Schoeller Ecorepel is an environment-friendly, PFC-free, water and dirt repelling treatment that is biodegradable, as well as abrasion and wash resistant. The technology is based on long paraffin chains that wrap themselves spiral-like around individual fibers, filaments or yarns in a very fine film. This reduces surface tension so that water droplets and even mud simply run off. The breathability of the fabric is not affected.
Gear Aid’s aftermarket ReviveX Durable Waterproofing ($8.50-$13.50) can be used to both bring back or create water repellency on any type of outerwear. Your outdoor jackets come factory-treated with Durable Water Repellent (DWR). Over time, it wears off, leaving you at the mercy of the weather.

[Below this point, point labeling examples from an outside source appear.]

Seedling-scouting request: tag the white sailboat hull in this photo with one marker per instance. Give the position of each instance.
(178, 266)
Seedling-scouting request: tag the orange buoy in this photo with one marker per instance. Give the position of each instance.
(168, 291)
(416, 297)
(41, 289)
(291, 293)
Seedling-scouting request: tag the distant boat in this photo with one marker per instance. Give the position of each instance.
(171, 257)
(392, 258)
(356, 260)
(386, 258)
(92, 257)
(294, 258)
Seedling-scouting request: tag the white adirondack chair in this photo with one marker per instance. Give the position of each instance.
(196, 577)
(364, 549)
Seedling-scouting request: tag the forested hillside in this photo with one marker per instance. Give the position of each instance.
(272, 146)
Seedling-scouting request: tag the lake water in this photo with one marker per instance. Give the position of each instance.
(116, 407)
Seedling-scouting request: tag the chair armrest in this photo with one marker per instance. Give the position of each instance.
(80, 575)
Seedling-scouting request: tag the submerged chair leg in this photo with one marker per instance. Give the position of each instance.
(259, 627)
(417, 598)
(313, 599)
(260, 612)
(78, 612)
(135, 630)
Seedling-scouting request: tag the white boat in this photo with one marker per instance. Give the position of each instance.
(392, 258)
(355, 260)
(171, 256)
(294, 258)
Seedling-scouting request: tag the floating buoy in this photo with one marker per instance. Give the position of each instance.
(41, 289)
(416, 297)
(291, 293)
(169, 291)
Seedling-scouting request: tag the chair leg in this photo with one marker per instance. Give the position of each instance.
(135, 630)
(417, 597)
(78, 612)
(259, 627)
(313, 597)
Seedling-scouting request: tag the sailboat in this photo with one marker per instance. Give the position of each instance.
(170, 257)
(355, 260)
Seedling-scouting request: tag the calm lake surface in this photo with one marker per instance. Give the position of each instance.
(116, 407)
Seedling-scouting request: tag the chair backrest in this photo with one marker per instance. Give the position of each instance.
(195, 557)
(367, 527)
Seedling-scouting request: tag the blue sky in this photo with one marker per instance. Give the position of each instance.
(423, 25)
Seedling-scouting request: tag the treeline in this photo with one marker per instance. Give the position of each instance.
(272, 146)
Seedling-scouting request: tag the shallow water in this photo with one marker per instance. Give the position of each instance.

ReviveX bonds to the fabric to restore water resistance, without impacting breathability. To activate, simply spray the water-based formula on your garments, tumble dry, then enjoy your waterproof gear.
Back in April, German outdoor brand Jack Wolfskin published a detailed and transparent roadmap for the complete phase-out of PFCs and other hazardous textile chemicals in its supply chain by 2020. This effort coincides with the company’s new branding, revealed at the OutDoor Show this week.
I am sure many other brands will be following suit in their reduction on the reliance of PFC based waterproofing technologies.